Single by The Serendipity Singers

from the album The Serendipity Singers
- B-side: "Freedom's Star"
- Released: February 1964
- Recorded: 1963
- Genre: Folk, calypso
- Length: 2:43
- Label: Philips
- Songwriters: Traditional Reissues credit Ersel Hickey, Ed E. Miller

The Serendipity Singers singles chronology
|  | "Don't Let the Rain Come Down (Crooked Little Man)" (1964) | "Beans in My Ears" (1964) |

= Don't Let the Rain Come Down (Crooked Little Man) =

"Don't Let the Rain Come Down (Crooked Little Man)" is a folk music single, and the debut recording of the Serendipity Singers in 1964. The song was based on the English nursery rhyme "There Was a Crooked Man".

The song was first recorded as "Crooked Little House" by Jimmie Rodgers in 1960, on his album At Home with Jimmie Rodgers - An Evening of Folk Songs, on which the songwriting was credited to Ersel Hickey and Ed E. Miller.
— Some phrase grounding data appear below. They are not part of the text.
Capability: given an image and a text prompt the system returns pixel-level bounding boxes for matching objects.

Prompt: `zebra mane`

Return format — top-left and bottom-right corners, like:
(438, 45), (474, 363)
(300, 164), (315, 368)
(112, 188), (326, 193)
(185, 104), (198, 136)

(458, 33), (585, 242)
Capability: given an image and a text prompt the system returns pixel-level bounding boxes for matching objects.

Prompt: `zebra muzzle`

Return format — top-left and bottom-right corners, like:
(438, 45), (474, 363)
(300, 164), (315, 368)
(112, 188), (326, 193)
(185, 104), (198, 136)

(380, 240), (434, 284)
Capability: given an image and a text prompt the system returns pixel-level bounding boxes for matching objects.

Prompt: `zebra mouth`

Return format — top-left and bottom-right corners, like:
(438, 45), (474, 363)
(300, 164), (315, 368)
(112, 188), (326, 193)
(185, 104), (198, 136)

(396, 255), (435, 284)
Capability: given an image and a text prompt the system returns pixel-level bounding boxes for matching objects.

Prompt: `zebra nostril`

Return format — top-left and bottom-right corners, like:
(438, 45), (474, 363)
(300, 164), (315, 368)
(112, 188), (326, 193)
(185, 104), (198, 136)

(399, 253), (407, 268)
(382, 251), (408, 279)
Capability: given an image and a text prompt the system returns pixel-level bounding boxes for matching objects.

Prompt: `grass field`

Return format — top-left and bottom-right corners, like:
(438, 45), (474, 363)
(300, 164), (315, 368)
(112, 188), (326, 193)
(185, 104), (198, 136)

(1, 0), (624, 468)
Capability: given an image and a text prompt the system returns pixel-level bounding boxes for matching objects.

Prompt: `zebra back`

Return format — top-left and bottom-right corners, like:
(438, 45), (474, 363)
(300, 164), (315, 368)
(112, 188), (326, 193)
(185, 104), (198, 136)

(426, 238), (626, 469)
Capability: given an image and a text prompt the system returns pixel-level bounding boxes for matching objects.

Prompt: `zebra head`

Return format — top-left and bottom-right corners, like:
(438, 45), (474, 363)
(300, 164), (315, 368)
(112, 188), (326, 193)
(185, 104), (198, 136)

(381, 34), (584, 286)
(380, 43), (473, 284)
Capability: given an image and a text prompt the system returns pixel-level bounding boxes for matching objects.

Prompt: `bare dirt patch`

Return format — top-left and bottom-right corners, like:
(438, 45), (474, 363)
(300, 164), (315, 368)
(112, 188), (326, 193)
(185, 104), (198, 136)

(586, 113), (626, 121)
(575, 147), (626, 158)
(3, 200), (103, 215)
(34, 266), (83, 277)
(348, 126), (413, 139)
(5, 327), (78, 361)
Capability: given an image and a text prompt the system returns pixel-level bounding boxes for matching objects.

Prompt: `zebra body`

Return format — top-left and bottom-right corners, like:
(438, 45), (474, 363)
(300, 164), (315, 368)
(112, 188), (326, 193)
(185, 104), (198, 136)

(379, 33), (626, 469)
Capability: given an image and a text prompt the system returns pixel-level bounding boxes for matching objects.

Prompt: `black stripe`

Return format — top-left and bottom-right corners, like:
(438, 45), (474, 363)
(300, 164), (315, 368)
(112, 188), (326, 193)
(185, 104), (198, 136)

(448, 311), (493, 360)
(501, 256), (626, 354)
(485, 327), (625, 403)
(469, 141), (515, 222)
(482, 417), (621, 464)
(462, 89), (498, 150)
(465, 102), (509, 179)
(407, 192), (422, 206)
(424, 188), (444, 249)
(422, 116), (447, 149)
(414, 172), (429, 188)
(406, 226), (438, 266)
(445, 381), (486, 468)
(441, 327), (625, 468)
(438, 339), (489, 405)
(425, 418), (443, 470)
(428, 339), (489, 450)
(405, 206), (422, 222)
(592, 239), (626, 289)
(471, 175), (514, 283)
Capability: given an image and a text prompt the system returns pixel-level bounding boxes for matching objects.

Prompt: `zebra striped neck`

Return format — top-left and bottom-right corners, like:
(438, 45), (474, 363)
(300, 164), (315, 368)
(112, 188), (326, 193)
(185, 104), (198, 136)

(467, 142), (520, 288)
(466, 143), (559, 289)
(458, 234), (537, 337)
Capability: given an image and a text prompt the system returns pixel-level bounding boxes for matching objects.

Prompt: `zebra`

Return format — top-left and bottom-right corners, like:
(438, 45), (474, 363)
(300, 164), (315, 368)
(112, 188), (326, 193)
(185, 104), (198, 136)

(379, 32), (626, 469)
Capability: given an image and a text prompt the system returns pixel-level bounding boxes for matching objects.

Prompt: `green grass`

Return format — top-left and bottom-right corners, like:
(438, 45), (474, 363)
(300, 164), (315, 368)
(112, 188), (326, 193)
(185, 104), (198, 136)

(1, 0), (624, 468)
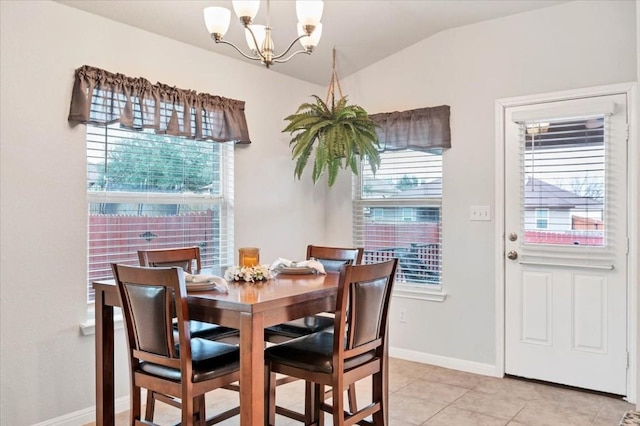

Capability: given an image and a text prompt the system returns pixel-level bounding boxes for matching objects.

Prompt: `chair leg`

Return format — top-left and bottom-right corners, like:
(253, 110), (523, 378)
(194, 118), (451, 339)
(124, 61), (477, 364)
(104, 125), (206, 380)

(313, 383), (323, 426)
(195, 395), (206, 426)
(303, 381), (321, 426)
(182, 393), (195, 426)
(130, 384), (142, 425)
(347, 384), (357, 413)
(267, 370), (277, 426)
(331, 383), (344, 426)
(372, 371), (385, 426)
(144, 390), (155, 421)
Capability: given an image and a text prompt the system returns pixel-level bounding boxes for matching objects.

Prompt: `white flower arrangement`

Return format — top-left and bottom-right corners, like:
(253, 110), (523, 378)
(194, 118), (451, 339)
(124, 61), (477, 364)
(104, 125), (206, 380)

(224, 264), (274, 283)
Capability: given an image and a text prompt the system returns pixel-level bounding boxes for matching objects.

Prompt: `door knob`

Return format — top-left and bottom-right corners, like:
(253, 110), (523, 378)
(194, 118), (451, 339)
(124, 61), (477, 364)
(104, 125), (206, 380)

(507, 250), (518, 260)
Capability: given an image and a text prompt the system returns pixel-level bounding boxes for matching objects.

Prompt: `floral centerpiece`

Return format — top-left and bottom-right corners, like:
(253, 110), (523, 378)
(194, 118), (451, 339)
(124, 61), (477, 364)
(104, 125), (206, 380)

(224, 264), (274, 283)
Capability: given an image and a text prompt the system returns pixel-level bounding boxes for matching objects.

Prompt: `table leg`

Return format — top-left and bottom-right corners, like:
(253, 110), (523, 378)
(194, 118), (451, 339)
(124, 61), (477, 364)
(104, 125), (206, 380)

(95, 289), (115, 426)
(239, 311), (265, 425)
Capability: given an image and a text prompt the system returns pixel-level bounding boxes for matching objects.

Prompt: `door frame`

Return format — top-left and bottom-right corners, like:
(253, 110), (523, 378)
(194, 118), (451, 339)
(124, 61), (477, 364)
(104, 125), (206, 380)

(494, 82), (638, 403)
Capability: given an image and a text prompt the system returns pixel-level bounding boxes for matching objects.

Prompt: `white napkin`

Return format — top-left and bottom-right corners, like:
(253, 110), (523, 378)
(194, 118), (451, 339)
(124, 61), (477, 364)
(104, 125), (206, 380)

(184, 274), (229, 292)
(269, 258), (326, 274)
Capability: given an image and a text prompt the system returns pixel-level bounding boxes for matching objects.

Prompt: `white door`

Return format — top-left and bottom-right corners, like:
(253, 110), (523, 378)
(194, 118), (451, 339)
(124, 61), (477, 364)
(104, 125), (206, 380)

(504, 93), (629, 395)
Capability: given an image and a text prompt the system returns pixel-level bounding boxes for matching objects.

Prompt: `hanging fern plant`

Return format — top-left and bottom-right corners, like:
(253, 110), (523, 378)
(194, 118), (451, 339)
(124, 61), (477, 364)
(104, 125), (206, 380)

(283, 49), (380, 187)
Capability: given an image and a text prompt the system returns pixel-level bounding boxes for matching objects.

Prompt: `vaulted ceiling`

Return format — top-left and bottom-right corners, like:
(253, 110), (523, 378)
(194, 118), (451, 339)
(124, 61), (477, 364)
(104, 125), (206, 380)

(57, 0), (568, 86)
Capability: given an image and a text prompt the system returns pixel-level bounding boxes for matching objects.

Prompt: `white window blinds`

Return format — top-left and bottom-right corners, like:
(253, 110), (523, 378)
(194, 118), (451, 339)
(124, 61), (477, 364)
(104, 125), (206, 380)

(353, 149), (442, 285)
(519, 116), (607, 248)
(86, 124), (234, 302)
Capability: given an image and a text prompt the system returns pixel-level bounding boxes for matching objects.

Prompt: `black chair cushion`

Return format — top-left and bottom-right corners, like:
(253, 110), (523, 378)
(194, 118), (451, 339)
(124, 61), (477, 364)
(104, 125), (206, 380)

In 1964, it was recorded by the Serendipity Singers in a calypso music-based adaptation and arrangement by the group's musical director Bob Bowers, with group members Bryan Sennett and John Madden. In the midst of Beatlemania, the record reached #2 on the U.S. Adult Contemporary chart, #6 on the Billboard Hot 100, and #7 in Canada in April and May 1964. "Don't Let the Rain Come Down" (Phillips 40175) was the #1 song on the April 17, 1964 WLS Silver Dollar Survey, and also topped surveys in Louisville, Minneapolis, Pittsburgh and elsewhere. The song reached #6 on the New Zealand Lever Hit parade chart. It was released on their premiere album, The Serendipity Singers. Later reissues of the Serendipity Singers' recording credited Hickey and Miller as the song's writers. In a "My Music, Folk Rewind" video, the group's nine members appear as three groups of three, with each group singing its particular verse; all nine members sing in each repetition of the chorus.

The song was also covered by The Brothers Four on their album More Big Folk Hits; Trini Lopez on The Folk Album (1965); and Ronnie Hilton, whose version was a hit in the UK, peaking at #21 in 1964.